I considered this again with respect to Virginia Woolf. While gifted in remarkable ways, she was also (by most accounts) manic-depressive. She wrote powerfully moving things, and then one day put rocks in her pockets and walked into the river.

Probably if we'd had her on Xanax, Zoloft, Prozac, or something equally stunning, she'd be "just fine." But I doubt she'd be interesting. Or worth reading.

I find that I wonder about these things when I consider all our great artists who have been tortured and gifted... folks like Vincent VanGogh, Auguste Rodin... the list goes on. I wonder sometimes, if they lived in the modern age, whether they would contribute the same gifts to our common benefit, or would they just settle down and become Business Consultants at Deloitte?

I also wonder about this when I'm going through one of my depressive phases. You know - when the biochemistry dips a little, from lack of sunshine, or a crappy week of work, or the besetting of various traumas... and I wake up thinking, "just a few more days of sleep, and I"ll be fine. When a trip to the grocery store is a mammoth undertaking, and I have to plan all day in order to go to the driving range...

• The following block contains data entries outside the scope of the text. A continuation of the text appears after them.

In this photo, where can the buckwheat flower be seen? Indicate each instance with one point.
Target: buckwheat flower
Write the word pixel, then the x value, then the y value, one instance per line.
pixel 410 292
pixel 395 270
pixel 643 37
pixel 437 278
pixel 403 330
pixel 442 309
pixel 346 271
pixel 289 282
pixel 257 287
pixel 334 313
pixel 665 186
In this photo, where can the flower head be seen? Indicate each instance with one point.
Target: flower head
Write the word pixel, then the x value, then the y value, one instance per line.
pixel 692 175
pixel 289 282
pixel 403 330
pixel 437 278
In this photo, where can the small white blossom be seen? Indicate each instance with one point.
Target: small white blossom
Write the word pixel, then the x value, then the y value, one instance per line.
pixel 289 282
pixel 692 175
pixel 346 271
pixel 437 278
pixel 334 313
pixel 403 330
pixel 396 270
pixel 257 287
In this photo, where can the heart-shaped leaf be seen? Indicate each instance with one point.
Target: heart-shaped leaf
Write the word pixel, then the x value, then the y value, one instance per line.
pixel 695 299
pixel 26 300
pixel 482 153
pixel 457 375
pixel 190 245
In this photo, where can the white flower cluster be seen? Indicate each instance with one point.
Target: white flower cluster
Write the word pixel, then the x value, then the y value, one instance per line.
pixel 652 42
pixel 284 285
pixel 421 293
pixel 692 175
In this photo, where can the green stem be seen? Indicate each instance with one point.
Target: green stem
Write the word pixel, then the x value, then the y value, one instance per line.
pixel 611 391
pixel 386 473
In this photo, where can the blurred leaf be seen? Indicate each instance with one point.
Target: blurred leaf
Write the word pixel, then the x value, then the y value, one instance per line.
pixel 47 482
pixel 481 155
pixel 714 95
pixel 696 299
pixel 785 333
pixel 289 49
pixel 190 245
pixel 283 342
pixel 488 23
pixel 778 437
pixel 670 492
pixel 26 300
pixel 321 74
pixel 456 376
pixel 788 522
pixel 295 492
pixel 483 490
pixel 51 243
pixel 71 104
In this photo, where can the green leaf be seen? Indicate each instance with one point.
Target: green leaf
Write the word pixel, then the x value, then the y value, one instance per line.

If I was on medication, I'd be "just fine." But owuld I cease to be Andy? Is our identity tied up in our experience of who we are, along with others' experiences of us... and along the way - does this make us a piece of art all to ourselves?

Scripturally, we are described as God's artistry - we are the experience of his creation, and we experience God's handiwork as we experience ourselves and know ourselves better. Along the way, then, it seems reasonable to suggest that if we are altering who we are in the application of self-altering medication, we cease to become who we are meant to be.

Of course, the big caveat her is the question of betterment: do we become more, or less of who we are because of the medication? Probably this is an answer that can only be answered by the individual in consultation with their physician, but the book Listening to Prozac offers an intriguing look into the psychology of psychiatric medication.

For myself, I refuse the application of medication because I don't find my moments of depresison all that stifling. (Plus - the ability to know I'm depressed excites my competitive nature, and I defiantly shout down the depression, and refuse to be subdued by it. Plus - I have rules against calling in sick simply because I'm tired.) But I deeply respect the needs of others who have to have the medicine in order to function.

I just hope we haven't lost any artists along the way, or that the voices of prophets aren't being drowned in pharmaceuticals.